1 class Event(models.Model):
2 name = models.CharField('Event Name', max_length=120)
3 event_date = models.DateTimeField('Event Date')
4 venue = models.ForeignKey(Venue, on_delete=models.CASCADE)
5 manager = models.ForeignKey(User, blank=True, null=True, on_delete=models.SET_NULL)
6 attendees = models.ManyToManyField(MyclubUser)
7 description = models.TextField(blank=True)
8 events = EventManager()
9
10 def save(self, *args, **kwargs):
11 self.manager = User.objects.get(username='abbyb')
12 super(Event, self).save(*args, **kwargs)
# ...
The new save()
method starts on Line 10. In the overridden save()
method, we’re first assigning the staff member with the username “abbyb” to the manager
field of the model instance (Line 11), and then we call the default save()
method with the super()
function to save the model instance to the database (Line 12).
Once you save your models.py
file, you can test out the overridden model method in the Django interactive shell:
>>> from events.models import Event
>>> from events.models import Venue
>>> from datetime import datetime, timezone
>>> v = Venue.venues.get(id=1)
>>> e = Event.events.create(name='New Event', event_date=datetime.now(timezone.utc), venue=v)
Once the new record has been created, you can test to see if your override worked by checking the manager
field of the Event
object:
>>> e.manager
<User: abbyb>
>>>
Model Inheritance
Models are simply Python classes, so inheritance works the same way as normal Python class inheritance. The two most common forms of model inheritance in Django are:
- Multi-table inheritance, where each model has its own database table; and
- Abstract base classes, where the parent model holds information common to all its child classes, but doesn’t have a database table.
You can also create proxy models that modify the Python-level behavior of a model without modifying the underlying model fields, however, we won’t be covering them here.
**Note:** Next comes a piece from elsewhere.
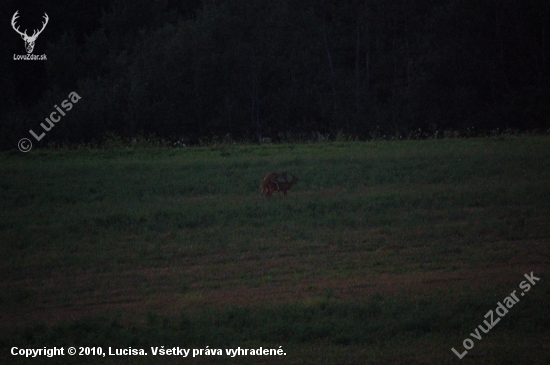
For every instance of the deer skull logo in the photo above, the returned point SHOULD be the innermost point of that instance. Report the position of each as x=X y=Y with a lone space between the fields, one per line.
x=29 y=41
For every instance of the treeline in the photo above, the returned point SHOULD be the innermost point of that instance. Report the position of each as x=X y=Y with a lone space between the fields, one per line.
x=255 y=69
See the Django documentation for more information on proxy models.
Multi-table Inheritance
Multi-table inheritance is straight forward—the parent class is a normal model and the child inherits the parent by declaring the parent class in the child class declaration. For example:
class MyclubUser(models.Model):
first_name = models.CharField(max_length=30)
last_name = models.CharField(max_length=30)
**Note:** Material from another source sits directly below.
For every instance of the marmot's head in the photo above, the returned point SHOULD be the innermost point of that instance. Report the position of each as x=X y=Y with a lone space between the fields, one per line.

email = models.EmailField('User Email')
def __str__(self):
return self.first_name + " " + self.last_name
class Subscriber(MyclubUser):
date_joined = models.DateTimeField()
The parent model in the example is the MyclubUser
model from our events
app. The Subscriber
model inherits from MyclubUser
and adds an additional field (date_joined
). As they are both standard Django model classes, a database table will be created for each model.
Abstract Base Classes
Abstract base classes are handy when you want to put common information into other models without having to create a database table for the base class.
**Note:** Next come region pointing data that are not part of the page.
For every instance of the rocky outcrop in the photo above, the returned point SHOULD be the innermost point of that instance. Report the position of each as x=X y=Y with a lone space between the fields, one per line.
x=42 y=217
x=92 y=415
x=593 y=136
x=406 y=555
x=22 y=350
You create an abstract base class by adding the abstract = True
class Meta
option (Line 7 in this example):
1 class UserBase(models.Model):
2 first_name = models.CharField(max_length=30)
3 last_name = models.CharField(max_length=30)
4 email = models.EmailField('User Email')
5
6 class Meta:
7 abstract = True
8 ordering = ['last_name']
9
10
11 class MyclubUser(UserBase):
12 def __str__(self):
13 return self.first_name + " " + self.last_name
14
15
16 class Subscriber(UserBase):
17 date_joined = models.DateTimeField()
Abstract base classes are also useful for declaring class Meta
options that are inherited by all child models (Line 8).
As the MyclubUser
model from our events
app now inherits the first name, last name and email fields from UserBase
, it only needs to declare the __str__()
function to behave the same way as the original MyclubUser
model we created earlier.
This example is very similar to the example for multi-table inheritance in the previous section, and if you saved and migrated these models, you would get exactly the same result as the above code —Django would create the events_myclubuser
and events_subscriber
tables in your database, however, because UserBase
is and abstract model, it won’t be added to the database as a table.